I think what confuses the matter is that people sometimes use "credit card" and "debit card" interchangeably. Most Americans with a checking account have a debit card from their bank, for which you are assigned (or choose) a PIN, and you use that card and PIN to get cash from ATMs as well as make purchases (which are automatically deducted from your checking account). I just noticed that my new-ish debit card has a chip in it. I suppose this means I can insert the card and then enter my PIN, though I have just been swiping it so far, as my old one did not have a chip.
This is different from credit cards, which in the past you always had to swipe, and then you would have to do some combination of showing your ID, signing the receipt, or entering the billing zip code (I've only seen this at gas stations). These now have a chip, so you don't have to swipe. However we do not have PINs, so you still have to sign the receipt.
The silly thing about the way that this has been implemented, from what I've noticed so far, is that they've made no incentive to use the chip. People are still preferring to swipe rather than insert their card. Inserting actually takes longer (it says something like "please do not remove card" for several seconds, as opposed to swiping which is instant) so people just aren't doing it. At our local Target, when they first got the chip readers they were requesting that everyone insert rather than swipe, and the lines were backed up for quite a ways, as it just plain took longer. You could feel the irritation level rising. Next time I went they actually started requesting the opposite, saying "if you swipe it won't take as long." A similar thing happened at Trader Joe's, they got new chip readers but instead this time the process was taking longer whether you inserted the card or swiped. It was a terribly long wait and managers were pacing about looking frazzled. I don't know what has gone wrong here, whether the software/machines were designed poorly or if being able to enter a PIN speeds up the process, but so far the implementation doesn't seem all that successful.

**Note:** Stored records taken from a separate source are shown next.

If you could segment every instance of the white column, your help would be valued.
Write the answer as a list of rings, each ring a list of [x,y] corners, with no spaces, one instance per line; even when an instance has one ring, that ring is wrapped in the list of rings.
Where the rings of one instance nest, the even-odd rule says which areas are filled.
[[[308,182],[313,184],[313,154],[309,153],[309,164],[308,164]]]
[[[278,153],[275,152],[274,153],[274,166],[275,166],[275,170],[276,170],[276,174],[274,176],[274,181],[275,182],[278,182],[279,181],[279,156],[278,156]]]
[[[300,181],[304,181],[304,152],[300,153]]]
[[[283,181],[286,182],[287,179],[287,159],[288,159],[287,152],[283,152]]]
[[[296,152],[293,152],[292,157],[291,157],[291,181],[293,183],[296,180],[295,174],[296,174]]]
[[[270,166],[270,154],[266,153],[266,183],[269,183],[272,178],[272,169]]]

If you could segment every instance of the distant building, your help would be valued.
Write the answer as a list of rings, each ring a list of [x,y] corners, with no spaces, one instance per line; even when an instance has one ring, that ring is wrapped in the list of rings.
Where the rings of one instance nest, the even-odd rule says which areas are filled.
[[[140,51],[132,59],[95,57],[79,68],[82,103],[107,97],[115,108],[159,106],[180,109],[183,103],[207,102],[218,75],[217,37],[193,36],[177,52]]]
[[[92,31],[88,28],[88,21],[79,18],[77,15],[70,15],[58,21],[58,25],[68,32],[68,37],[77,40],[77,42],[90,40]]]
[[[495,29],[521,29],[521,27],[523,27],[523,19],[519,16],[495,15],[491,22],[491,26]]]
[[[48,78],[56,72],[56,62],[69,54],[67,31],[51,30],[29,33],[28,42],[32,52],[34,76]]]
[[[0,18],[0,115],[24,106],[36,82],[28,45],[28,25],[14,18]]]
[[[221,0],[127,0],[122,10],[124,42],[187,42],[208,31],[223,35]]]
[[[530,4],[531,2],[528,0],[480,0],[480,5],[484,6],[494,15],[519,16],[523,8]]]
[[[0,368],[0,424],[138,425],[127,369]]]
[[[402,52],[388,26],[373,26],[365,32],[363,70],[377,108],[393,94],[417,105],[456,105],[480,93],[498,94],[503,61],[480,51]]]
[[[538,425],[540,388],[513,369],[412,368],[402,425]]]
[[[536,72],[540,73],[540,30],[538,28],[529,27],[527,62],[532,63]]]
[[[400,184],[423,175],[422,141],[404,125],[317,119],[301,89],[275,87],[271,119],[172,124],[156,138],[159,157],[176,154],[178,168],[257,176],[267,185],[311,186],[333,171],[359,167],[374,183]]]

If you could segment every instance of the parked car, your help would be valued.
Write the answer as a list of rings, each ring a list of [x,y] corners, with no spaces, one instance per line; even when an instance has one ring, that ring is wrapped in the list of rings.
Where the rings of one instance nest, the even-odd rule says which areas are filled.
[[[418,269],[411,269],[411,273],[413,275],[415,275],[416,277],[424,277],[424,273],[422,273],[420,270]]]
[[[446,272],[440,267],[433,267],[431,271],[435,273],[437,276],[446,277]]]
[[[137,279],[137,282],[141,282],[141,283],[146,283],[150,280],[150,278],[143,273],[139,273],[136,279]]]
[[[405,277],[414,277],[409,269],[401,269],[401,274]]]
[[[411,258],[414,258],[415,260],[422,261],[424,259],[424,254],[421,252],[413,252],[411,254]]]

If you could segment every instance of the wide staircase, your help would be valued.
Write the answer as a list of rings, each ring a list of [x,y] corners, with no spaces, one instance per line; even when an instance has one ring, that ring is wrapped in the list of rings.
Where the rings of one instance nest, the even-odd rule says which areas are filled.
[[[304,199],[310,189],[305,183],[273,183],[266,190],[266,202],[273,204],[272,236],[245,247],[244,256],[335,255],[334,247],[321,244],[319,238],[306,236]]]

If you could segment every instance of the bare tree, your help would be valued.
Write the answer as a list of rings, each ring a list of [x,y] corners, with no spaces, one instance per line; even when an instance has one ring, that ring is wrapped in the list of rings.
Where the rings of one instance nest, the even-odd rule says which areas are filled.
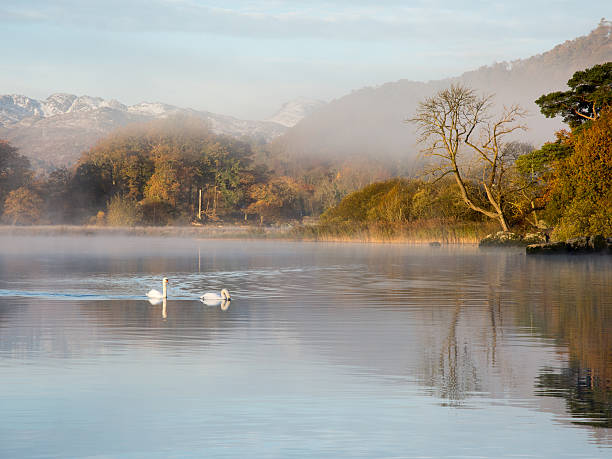
[[[416,116],[409,121],[418,127],[419,142],[428,144],[425,154],[440,158],[437,170],[454,175],[465,203],[497,219],[508,231],[504,203],[512,158],[504,152],[503,139],[526,129],[519,123],[526,113],[513,105],[504,107],[501,115],[493,118],[491,107],[492,96],[480,97],[468,87],[452,85],[420,102]],[[468,179],[475,180],[484,190],[488,205],[482,204],[475,190],[467,186]]]

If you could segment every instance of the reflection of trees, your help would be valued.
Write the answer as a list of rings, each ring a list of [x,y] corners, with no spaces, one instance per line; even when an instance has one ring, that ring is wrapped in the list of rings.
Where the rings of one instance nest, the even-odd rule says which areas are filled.
[[[564,398],[572,416],[583,418],[575,424],[612,427],[612,403],[605,381],[594,376],[591,369],[581,368],[578,362],[571,362],[558,373],[544,368],[536,388],[539,395]]]
[[[599,258],[569,258],[556,266],[542,261],[536,261],[539,267],[554,268],[558,277],[542,277],[538,288],[545,298],[522,302],[517,317],[519,323],[567,347],[569,364],[557,371],[542,369],[537,393],[564,398],[573,416],[589,419],[580,423],[612,427],[609,268],[599,266],[605,261]]]

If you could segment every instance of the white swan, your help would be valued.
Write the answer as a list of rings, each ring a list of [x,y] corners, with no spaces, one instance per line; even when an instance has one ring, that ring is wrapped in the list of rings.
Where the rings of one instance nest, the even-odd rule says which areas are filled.
[[[155,298],[155,299],[161,299],[161,298],[167,298],[167,291],[166,291],[166,285],[168,285],[168,278],[164,277],[164,279],[162,280],[162,290],[163,292],[160,292],[159,290],[149,290],[147,292],[147,296],[149,298]]]
[[[232,297],[230,296],[227,289],[224,288],[223,290],[221,290],[221,294],[207,292],[204,295],[202,295],[200,299],[204,302],[210,301],[212,303],[212,302],[218,302],[218,301],[230,301]]]

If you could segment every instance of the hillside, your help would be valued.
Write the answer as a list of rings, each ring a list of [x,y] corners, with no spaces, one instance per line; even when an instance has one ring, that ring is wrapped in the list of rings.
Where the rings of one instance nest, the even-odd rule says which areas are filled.
[[[534,100],[564,89],[576,70],[612,61],[611,32],[612,23],[602,21],[589,35],[528,59],[482,67],[457,78],[427,83],[400,80],[354,91],[289,129],[274,141],[276,150],[293,157],[414,158],[420,148],[413,126],[404,120],[414,114],[420,100],[451,83],[494,93],[498,107],[521,104],[530,113],[529,131],[521,139],[540,145],[552,138],[561,121],[544,118]]]
[[[267,142],[287,128],[271,121],[143,102],[127,106],[99,97],[53,94],[46,100],[23,95],[0,96],[0,138],[9,140],[37,167],[73,164],[83,151],[115,129],[131,123],[192,116],[204,119],[217,134]]]

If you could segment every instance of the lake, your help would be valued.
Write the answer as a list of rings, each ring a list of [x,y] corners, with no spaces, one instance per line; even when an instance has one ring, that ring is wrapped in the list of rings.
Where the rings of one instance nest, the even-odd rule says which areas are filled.
[[[612,457],[612,257],[2,237],[0,375],[3,458]]]

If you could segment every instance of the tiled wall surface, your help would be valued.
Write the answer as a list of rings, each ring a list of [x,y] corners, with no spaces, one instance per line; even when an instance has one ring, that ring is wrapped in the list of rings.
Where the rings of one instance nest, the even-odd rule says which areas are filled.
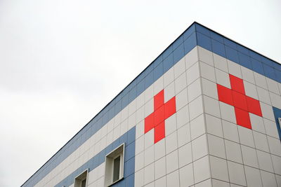
[[[103,186],[105,155],[125,142],[114,186],[280,187],[280,71],[195,23],[22,186],[73,186],[85,169]]]
[[[211,176],[204,179],[213,186],[281,186],[273,109],[281,109],[280,83],[200,47],[199,58]],[[218,101],[217,84],[233,90],[229,74],[242,79],[246,95],[259,101],[262,117],[249,113],[251,129],[237,125],[235,106]]]

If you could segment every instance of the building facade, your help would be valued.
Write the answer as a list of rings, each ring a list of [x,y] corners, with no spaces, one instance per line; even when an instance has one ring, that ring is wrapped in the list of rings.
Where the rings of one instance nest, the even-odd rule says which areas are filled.
[[[280,118],[281,65],[195,22],[22,186],[280,187]]]

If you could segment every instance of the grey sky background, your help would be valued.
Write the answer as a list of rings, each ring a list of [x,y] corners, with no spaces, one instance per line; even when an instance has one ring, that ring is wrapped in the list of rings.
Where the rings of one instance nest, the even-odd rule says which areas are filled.
[[[0,186],[19,186],[197,21],[281,62],[281,1],[0,0]]]

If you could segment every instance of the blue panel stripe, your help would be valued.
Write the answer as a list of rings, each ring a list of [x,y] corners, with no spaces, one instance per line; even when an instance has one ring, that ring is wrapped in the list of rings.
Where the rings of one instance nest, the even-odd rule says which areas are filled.
[[[70,186],[74,181],[74,179],[81,172],[89,169],[89,172],[96,169],[105,162],[105,155],[117,148],[123,143],[125,143],[125,158],[124,158],[124,179],[115,183],[112,186],[119,186],[122,183],[130,183],[129,186],[122,185],[120,186],[134,186],[135,172],[135,146],[136,146],[136,127],[133,127],[127,132],[118,138],[110,145],[107,146],[96,155],[74,171],[63,181],[59,182],[55,187]]]
[[[33,186],[136,99],[196,45],[191,25],[22,186]],[[184,45],[181,45],[182,43]],[[155,67],[155,64],[157,64]]]
[[[278,118],[281,118],[281,109],[275,108],[274,106],[273,108],[274,117],[275,118],[277,130],[278,130],[279,139],[281,140],[281,129],[278,121]]]
[[[281,65],[193,23],[22,186],[33,186],[197,45],[281,83]]]
[[[199,24],[196,24],[196,36],[198,46],[281,83],[280,64]]]

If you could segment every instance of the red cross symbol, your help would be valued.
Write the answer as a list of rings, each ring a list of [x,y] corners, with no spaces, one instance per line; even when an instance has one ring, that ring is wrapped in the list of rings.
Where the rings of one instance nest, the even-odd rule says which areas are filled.
[[[236,123],[251,129],[249,113],[263,116],[259,101],[247,96],[243,80],[229,74],[231,89],[217,84],[218,100],[234,106]]]
[[[154,111],[145,118],[145,133],[154,128],[154,143],[165,137],[165,120],[176,113],[176,97],[164,103],[164,90],[154,97]]]

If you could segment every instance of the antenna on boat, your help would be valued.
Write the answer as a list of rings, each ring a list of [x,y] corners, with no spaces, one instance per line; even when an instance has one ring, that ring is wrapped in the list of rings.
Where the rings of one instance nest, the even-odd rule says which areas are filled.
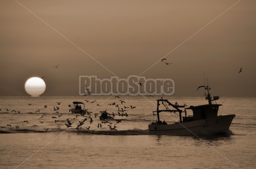
[[[207,94],[207,96],[206,97],[206,99],[208,100],[208,103],[209,103],[209,104],[212,104],[212,100],[211,100],[212,98],[211,97],[211,95],[210,95],[210,93],[209,93],[209,90],[211,90],[211,88],[209,87],[208,86],[208,77],[206,77],[206,80],[207,81],[207,86],[205,89],[206,90],[207,90],[207,92],[208,92],[208,93]]]
[[[205,83],[205,86],[206,86],[206,76],[205,75],[205,73],[204,73],[204,83]],[[208,83],[207,81],[207,83]],[[205,90],[205,96],[206,97],[206,90]]]

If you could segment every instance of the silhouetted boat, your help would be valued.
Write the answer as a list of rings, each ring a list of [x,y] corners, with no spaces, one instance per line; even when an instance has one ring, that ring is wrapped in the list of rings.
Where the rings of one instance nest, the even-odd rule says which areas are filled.
[[[112,116],[108,116],[108,113],[105,111],[101,113],[101,115],[100,116],[100,120],[113,120],[114,118]]]
[[[218,116],[219,107],[222,104],[217,104],[216,100],[220,97],[218,96],[213,97],[213,99],[212,99],[209,93],[210,88],[208,86],[200,87],[205,87],[205,89],[208,91],[208,95],[206,97],[206,99],[208,100],[208,104],[191,106],[182,110],[179,108],[184,107],[185,106],[180,106],[177,103],[172,104],[168,100],[162,98],[157,100],[156,111],[153,111],[153,113],[157,113],[157,120],[156,122],[148,125],[150,134],[210,135],[226,134],[235,115],[231,114]],[[214,104],[214,101],[215,104]],[[164,105],[165,110],[159,108],[160,103]],[[174,110],[169,109],[168,106],[172,106]],[[191,110],[193,115],[187,116],[187,110]],[[160,112],[179,112],[180,122],[167,124],[165,121],[161,121],[159,114]],[[183,114],[184,114],[185,116],[182,116]]]
[[[74,101],[73,102],[73,104],[74,104],[73,107],[69,109],[69,112],[71,111],[71,113],[79,113],[80,114],[85,114],[86,113],[87,111],[84,108],[85,104],[83,103]],[[82,106],[81,106],[80,108],[79,108],[78,106],[79,105]]]

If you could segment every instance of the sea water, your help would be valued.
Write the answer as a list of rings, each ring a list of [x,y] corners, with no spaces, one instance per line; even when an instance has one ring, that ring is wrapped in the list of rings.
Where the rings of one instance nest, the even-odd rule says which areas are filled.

But isn't that some of that down to adapting to a new way of doing things. it just takes longer to do something you are not used to do something. Once you are used to doing it it becomes easier and second nature.
In the old days of signature cards it was
1.>Hand card to cashier
2.>Cashier swipes card.
3.>Hands customer pen and reciept to sign
4.>Customer signs receipt, hands it back to cashier
5.>Cashier has to check signature and hope it's still legiable after years of use.
6.>Cashier hands card back to customer
Wih Chip N Pin
1.>Customer inserts card
2.>Customer enters PIN
3.>Customer removes card
In the case of Chip N Pin, the card never leaves the customer.